Ronald Colman - Thursdays in July
Jane Wyatt, Ronald Colman's costar in Lost Horizon (1937), described him as "a complete original, in personality, good looks, diversity and style. He [had] great self-discipline and an ability to be completely absorbed by a scene, to exclude all distractions while actually shooting, and to be able to relax between scenes." Frank Capra, the movie's director, added these words of praise for Colman: "Beautiful of face and soul, sensitive to the fragile and gentle, responsive both to poetic visions and hard intellect."
It's little wonder that the actor who inspired such adulation from his co-workers emerged as the outstanding matinee idol of his era. He was a heartthrob among female audiences for three decades--the 1920s, '30s and '40s--and was one of the few leading men of the silent screen to flourish in the talkie era. Readers of women's magazines of the time often voted him as their number 1 favorite. In addition to his handsome appearance and that gentle, caressing voice, Colman had an aristocratic air that could captivate without becoming off-putting. And he cut a figure that was lithe and dashing enough to impress the male audience and make him convincing in swashbuckling roles.

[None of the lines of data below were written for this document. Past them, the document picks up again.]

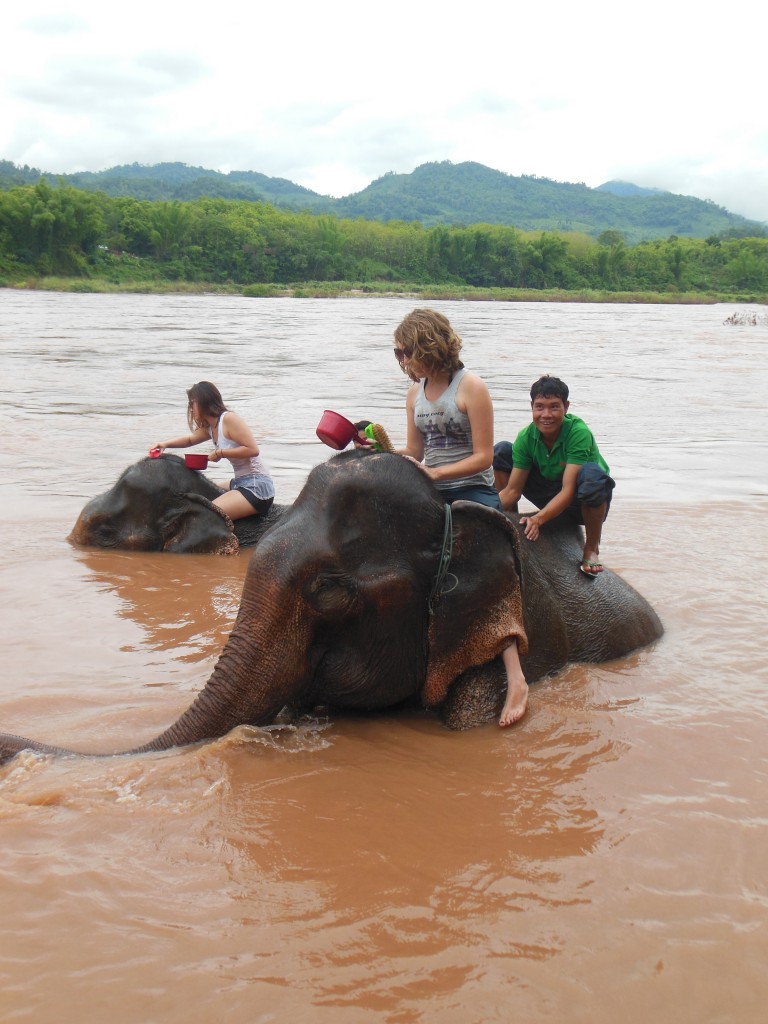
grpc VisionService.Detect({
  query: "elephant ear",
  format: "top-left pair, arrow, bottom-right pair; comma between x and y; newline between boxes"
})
423,502 -> 528,708
160,493 -> 239,555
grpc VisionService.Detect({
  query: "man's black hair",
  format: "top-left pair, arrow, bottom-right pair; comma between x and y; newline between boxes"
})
530,375 -> 569,403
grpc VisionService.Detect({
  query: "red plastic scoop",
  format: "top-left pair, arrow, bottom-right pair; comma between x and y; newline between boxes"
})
316,410 -> 360,450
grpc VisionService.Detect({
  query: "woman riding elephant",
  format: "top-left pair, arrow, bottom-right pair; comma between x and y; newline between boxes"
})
392,308 -> 528,729
151,381 -> 275,522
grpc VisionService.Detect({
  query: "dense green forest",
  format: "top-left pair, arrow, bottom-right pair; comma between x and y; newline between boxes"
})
1,158 -> 764,243
1,180 -> 767,297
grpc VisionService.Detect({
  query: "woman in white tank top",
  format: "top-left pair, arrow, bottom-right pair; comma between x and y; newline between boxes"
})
392,309 -> 528,730
152,381 -> 275,522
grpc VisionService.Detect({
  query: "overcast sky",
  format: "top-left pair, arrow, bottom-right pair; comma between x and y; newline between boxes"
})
3,0 -> 766,223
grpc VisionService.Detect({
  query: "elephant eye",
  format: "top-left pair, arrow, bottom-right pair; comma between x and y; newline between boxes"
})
304,572 -> 358,618
89,518 -> 117,545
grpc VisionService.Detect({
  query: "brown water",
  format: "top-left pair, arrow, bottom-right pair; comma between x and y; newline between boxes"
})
1,291 -> 766,1023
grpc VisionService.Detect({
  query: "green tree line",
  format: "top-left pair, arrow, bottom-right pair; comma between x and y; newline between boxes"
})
1,181 -> 767,294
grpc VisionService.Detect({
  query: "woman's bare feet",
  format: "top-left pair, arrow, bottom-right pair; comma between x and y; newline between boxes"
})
499,677 -> 528,727
500,643 -> 528,727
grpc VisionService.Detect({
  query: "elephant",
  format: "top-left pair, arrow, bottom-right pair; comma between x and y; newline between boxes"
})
68,453 -> 284,555
0,449 -> 663,765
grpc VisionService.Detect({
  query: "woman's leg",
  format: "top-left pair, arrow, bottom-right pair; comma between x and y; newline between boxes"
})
499,640 -> 528,727
213,489 -> 259,521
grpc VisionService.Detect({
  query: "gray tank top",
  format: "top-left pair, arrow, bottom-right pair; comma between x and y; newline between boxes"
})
413,368 -> 495,492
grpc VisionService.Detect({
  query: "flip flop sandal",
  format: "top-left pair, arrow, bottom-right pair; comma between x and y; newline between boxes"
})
579,560 -> 603,577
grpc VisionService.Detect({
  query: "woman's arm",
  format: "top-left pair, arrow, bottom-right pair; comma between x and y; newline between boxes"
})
397,383 -> 426,461
427,373 -> 494,483
210,411 -> 260,463
152,426 -> 210,452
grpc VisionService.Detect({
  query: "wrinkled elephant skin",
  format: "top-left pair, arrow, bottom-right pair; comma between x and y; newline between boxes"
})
1,450 -> 662,764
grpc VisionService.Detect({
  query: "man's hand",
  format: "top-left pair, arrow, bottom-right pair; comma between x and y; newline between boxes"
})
520,514 -> 542,541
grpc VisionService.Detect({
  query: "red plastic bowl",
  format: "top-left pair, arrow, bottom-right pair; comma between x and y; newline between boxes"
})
316,410 -> 359,450
185,453 -> 209,470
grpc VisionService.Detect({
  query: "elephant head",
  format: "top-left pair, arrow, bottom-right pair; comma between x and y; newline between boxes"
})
0,449 -> 663,764
69,454 -> 240,555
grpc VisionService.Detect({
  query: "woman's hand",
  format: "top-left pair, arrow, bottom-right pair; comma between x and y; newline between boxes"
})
401,454 -> 431,476
209,448 -> 224,463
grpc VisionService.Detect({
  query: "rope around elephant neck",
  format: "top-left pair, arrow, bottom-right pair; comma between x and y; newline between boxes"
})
428,503 -> 456,615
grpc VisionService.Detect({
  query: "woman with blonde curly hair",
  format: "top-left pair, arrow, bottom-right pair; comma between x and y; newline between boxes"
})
394,308 -> 499,506
393,308 -> 528,727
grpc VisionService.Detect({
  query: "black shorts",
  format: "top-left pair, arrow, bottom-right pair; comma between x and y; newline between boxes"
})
230,480 -> 274,515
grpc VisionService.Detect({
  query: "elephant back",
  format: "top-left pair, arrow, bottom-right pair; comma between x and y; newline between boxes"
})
514,518 -> 663,673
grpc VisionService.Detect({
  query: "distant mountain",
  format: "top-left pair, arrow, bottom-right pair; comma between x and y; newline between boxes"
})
596,180 -> 668,198
0,158 -> 763,242
334,162 -> 763,241
0,159 -> 328,208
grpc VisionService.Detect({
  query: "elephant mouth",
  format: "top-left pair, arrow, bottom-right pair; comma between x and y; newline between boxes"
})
311,639 -> 426,711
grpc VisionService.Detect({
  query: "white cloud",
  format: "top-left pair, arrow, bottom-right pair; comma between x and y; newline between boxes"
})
2,0 -> 766,222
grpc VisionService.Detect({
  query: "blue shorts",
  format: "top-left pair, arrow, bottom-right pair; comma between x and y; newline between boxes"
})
439,484 -> 502,509
493,442 -> 614,523
492,441 -> 514,475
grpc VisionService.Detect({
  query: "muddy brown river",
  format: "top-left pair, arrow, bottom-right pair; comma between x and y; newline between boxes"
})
0,291 -> 766,1022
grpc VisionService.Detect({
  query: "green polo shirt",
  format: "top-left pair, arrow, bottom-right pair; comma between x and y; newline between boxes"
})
512,414 -> 610,482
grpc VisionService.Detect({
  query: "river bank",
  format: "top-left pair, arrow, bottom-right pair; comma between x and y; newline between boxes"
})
3,275 -> 768,304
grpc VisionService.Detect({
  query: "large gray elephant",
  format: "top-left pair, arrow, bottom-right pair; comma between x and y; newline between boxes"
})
0,450 -> 663,764
68,453 -> 283,555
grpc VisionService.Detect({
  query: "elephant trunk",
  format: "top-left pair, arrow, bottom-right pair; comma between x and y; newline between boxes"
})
0,570 -> 315,765
128,570 -> 313,755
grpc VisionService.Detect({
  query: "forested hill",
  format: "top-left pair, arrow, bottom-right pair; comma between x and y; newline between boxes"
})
0,158 -> 764,243
334,163 -> 764,241
0,160 -> 323,208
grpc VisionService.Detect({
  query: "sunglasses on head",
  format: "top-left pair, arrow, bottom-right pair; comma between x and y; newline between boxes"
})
393,347 -> 413,363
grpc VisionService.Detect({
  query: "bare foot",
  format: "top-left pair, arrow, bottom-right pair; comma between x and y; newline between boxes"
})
499,674 -> 528,727
500,643 -> 528,727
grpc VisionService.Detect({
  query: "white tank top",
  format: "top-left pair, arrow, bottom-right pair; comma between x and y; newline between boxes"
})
210,411 -> 272,483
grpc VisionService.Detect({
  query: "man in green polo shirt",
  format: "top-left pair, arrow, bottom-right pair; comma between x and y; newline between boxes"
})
496,375 -> 615,577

Born in 1891 in Richmond, Surrey, England, the son of a silk importer, Colman began his movie career in English silent films but found success in the U.S. in such vehicles as The White Sister (1923), in which he played opposite Lillian Gish. His breakthrough in sound films came with the pre-Code crime film Bulldog Drummond (1929), which brought an Oscar® nomination. In addition to Lost Horizon, his outstanding vehicles of the 1930s included A Tale of Two Cities (1935) and The Prisoner of Zenda (1937).
Even as he passed the age of 50, Colman retained his romantic image and his following among fans, who continued to respond to his polished manner and maturing talent. He was Oscar® nominated again for Random Harvest (1942), in which he played opposite Greer Garson in a story of true love threatened by amnesia. Director Mervyn LeRoy would later say that he felt the combination of Colman and Garson constituted "the two most beautiful speaking voices ever heard in a single motion picture."
Colman's Academy Award® for Best Actor finally came for A Double Life (1947), in which he plays an actor whose mind becomes so warped by playing Othello that he commits a real-life murder. In one of his film introductions on TCM, our late host Robert Osborne wryly noted that when Colman at last collected his award for A Double Life, "You have to believe movies such as Random Harvest, Lost Horizon, The Prisoner of Zenda and so many others had something to do with people making an 'x' beside Colman's name on the Oscar® ballot that year!"